Several follow-up studies suggested the potential mechanism for this increased susceptibility to HIV infection among men. The vaccine was highly immunogenic in the induction of HIV-specific CD4 and CD8 T cells; however, there was no difference in the frequency of T-cell responses after vaccination in men who did and did not later become infected with HIV in the Step Study.8 These findings suggest that immune responses induced by the HIV-specific vaccine were not the mechanism of increased acquisition.


Participants with high frequencies of preimmunisation Ad5-specific T cells were associated with a decreased magnitude of HIV-specific CD4 responses and recipients of the vaccine had a decreased breadth of HIV-specific CD8 responses,9 suggesting that pre-existing Ad5 immunity might dampen desired vaccine-induced responses.
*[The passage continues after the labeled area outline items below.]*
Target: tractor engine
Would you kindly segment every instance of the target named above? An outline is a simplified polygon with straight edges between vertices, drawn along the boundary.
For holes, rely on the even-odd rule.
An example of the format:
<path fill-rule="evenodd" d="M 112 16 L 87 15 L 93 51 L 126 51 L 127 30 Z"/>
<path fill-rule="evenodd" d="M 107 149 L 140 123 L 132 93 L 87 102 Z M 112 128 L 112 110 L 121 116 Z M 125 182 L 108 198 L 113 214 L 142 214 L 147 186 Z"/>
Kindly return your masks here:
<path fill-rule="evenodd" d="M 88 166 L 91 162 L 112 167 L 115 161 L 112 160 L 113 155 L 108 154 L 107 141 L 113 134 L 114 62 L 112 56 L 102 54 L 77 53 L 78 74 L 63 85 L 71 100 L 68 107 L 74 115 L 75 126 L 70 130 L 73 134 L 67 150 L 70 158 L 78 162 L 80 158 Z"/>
Additional exploratory studies suggest that Ad5 immune complexes activate the dendritic cell–T cell axis, which might enhance HIV-1 replication in CD4 T cells.10 Additionally, Ad5-specific CD4 T cells could have an increased susceptibility to HIV infection.11 In a non-human primate challenge study, infecting rhesus macaques with Ad5 and then immunising them with a replication-incompetent Simian immunodeficiency virus (SIV) vaccine based on Ad5 increased the risk of SIV acquisition from low-dose SIV penile challenge.12 Furthermore, subclinical inflammation and alterations to epithelial barriers at the inner foreskin, including increased densities of CCR5-positive CD4 T cells could contribute to high rates of sexually transmitted infections, including HIV, in uncircumcised men.13 On the basis of these findings, we are concerned that use of an Ad5 vector for immunisation against severe acute respiratory syndrome coronavirus 2 (SARS-CoV-2) could similarly increase the risk of HIV-1 acquisition among men who receive the vaccine. Both the HIV and COVID-19 pandemics disproportionately affect vulnerable populations globally. Roll-out of an effective SARS-CoV-2 vaccine globally could be given to populations at risk of HIV infection, which could potentially increase their risk of HIV-1 acquisition. This important safety consideration should be thoroughly evaluated before further development of Ad5 vaccines for SARS-CoV-2, and informed consent documents of these potential risks should reflect the considerable literature on HIV-1 acquisition with Ad5 vectors.